Cinema Archive: 1930 Part 2

The more films I watch from the 30s the better they get. Here is another great bunch of films, most of which are available on Public Access online on sites such as YouTube. Just because they are Black and White, occasionally silent, and lack todays big budget special effects, doesn’t make them bad. I am as much of a fan of todays huge blockbusters as anyone, but give vintage movies a shot, and you will be surprised at how amazing and entertaining they can be.

The Fighting Parson (1930)

Harry Langdon isn’t my favourite comic of this era, but this film does have some really great physical comedy moments, especially during the fight at the end, which had me giggling out loud. The very short runtime of this film, only 20 minutes, means there isn’t really much time for a plot, or for any kind of character development at all, so you watch these kind of films purely for the comedy, if the slapstick style, physical comedy of this time isn’t your cup of tea, give it a miss, there is very little else too it, but I find this kind of thing pretty hilarious, so it’s a 3 Star from me!

3 Stars

Nani ga kanojo o sô saseta ka (What Made Her Do It?) (1930)

A silent Japanese film in which a young girl leaves her home to travel to live with her uncle. Instead of a warm welcome she is greeted as an unwanted surprise, and instead of taking care of her, her uncle sells her into slavery.

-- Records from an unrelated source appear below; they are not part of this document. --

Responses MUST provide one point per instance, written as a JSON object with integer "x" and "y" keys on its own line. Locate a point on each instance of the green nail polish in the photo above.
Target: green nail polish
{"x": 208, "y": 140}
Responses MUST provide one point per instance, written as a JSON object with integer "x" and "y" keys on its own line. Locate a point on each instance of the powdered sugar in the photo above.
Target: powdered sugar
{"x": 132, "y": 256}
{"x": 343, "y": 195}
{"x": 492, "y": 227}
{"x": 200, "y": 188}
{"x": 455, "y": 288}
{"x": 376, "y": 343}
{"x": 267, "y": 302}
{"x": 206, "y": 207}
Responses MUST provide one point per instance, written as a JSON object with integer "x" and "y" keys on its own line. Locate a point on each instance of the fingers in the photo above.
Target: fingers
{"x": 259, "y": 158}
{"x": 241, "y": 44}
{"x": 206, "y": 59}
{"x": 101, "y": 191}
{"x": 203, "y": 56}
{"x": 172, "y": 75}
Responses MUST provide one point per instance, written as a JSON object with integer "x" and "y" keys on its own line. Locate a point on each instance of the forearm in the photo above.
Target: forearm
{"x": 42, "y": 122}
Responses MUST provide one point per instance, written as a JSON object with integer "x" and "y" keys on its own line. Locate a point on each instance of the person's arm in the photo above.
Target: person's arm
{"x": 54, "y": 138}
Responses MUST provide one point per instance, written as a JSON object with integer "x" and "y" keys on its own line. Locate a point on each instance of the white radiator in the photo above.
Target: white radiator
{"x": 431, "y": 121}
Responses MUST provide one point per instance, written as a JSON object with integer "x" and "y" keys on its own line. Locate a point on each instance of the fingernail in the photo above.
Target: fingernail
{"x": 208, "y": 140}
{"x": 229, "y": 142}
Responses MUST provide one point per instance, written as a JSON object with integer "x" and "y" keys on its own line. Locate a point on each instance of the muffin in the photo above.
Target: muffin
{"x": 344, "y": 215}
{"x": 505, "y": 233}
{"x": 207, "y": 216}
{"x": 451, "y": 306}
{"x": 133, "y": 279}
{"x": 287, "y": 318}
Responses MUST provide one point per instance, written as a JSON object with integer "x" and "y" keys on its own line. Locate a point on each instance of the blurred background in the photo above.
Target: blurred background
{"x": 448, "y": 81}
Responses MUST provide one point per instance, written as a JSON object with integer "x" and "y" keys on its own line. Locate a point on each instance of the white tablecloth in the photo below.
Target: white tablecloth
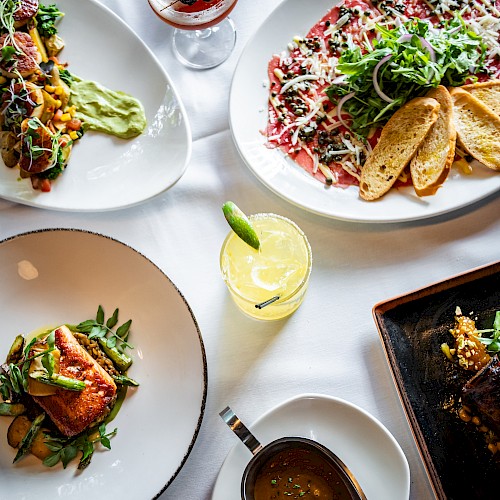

From the synopsis, you can probably tell that this wasn’t exactly an uplifting and light hearted watch. But that doesn’t mean that it wasn’t thoroughly enjoyable. The cinematography and directorial style were absolutely beautiful, one of the most stunning looking films I have seen from this era. The score that accompanied the film was also phenomenal, really adding to the emotional nature of the story. Yes it is a rather slow moving plot, and there are very few moments of levity, if any, but it’s worth the effort. This isn’t a silent film you want to multitask through. Don’t check your phone, or read or scroll twitter, give it your full attention. Not only will you miss things, but you will will also miss out on a beautiful and emotional film experience.

3.5 Stars

Be Yourself! (1930)

In the nightclub where entertainer Fannie Field sings, two rivals for her favors, Jerry Moore and Mac McCloskey, come to blows before either realizes the other is a boxer. Jerry loses the fight but wins Fannie, who becomes his trainer with the aid of her schlemiel brother. Aside from a slight tendency to lie down in the ring, Jerry is successful. But success brings the inevitable blonde; does this mean heartbreak for Fannie? – From IMDB

The plot of this one if pretty thin on the ground, and what there is of it is pretty generic. It’s really just a vehicle for Fannie Brice to exhibit her singing and comedic skills, which are great don’t get me wrong. But there are some song and dance numbers that have nothing to do with the plot, they are just there because the film is set in a nightclub. For me most of the actual humour comes from Fannie’s brother Harry Field, he was a easily the funniest character in the film. This one wasn’t for me.